Sunday, October 21, 2012

Museum Dreams: The Great Books Room

Calligraphy on the walls of a monument
in the Qutb minar complex. Probably Alai
Gate, aka Alai Darwaza. When one sees a
building turned so throughly to text, it begs
the question: what is a book? Photo by
Shashwat Nagpal via Wikimedia Commons
In reading alone, the pages become translucent to me, pale as water. It is not like watching a film, nor do I feel surrounded by the story as if I was submerged within it; it is more like bending down to watch the gold flecks on the riverbed, the bodies of the fish alive and trembling under the bright surface. I see the surface and I don't see it; my eyes are focused underneath, underwater, to the fixed world over which the words flow flickering. I do not inhabit books as one inhabits houses. But still I'd to dwell for a while in a room all full of giant books, stars of eight-foot paper with their leaves fanned out like carousels, doors in their covers and their guts hollowed out into rooms of language. Books whose pages turn around you, a dizzying whirl of shifted scenarios and the rustle of invented life. Books whose covers open onto stairways carved in a spiral round the spine. Books opening like the wings of a suspension bridge on either side, angelic, enfolding.
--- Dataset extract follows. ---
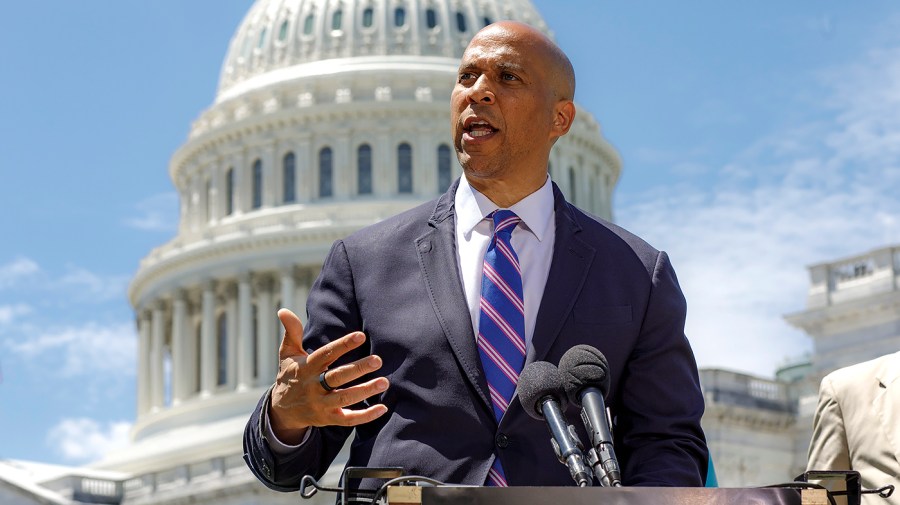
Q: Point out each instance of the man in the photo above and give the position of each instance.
(857, 424)
(404, 298)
Books to get truly lost in - say, a dozen volumes connected by folded paper passageways that drop you, disoriented, into someone else's story. Books hallowed and hollowed like cathedrals. Poems clinging lichen-like, meandering like vines, drainspouts of sorrow and wonder. Favorite lines underscored with black pen fat as graffiti strokes. Notes taken in college become manifestoes on the walls, annotating, aggrandizing, letters large as your hand. Novels grave and sturdy as small houses, prayerbooks private as altars. Erotic books with pages of tracing paper to hide behind naked and leap out to surprise the beloved, wound with nothing but calligraphy like a black ribbon. You feel the walls of words with your palms, paper like stone, covers solemn as church doors. Here in the pages you hold yourself upright. On the other side of the page, an unknown reader looks down through the surface and sees you standing, small and alive between the lines.

Feasibility: closer to a narwhal than a unicorn.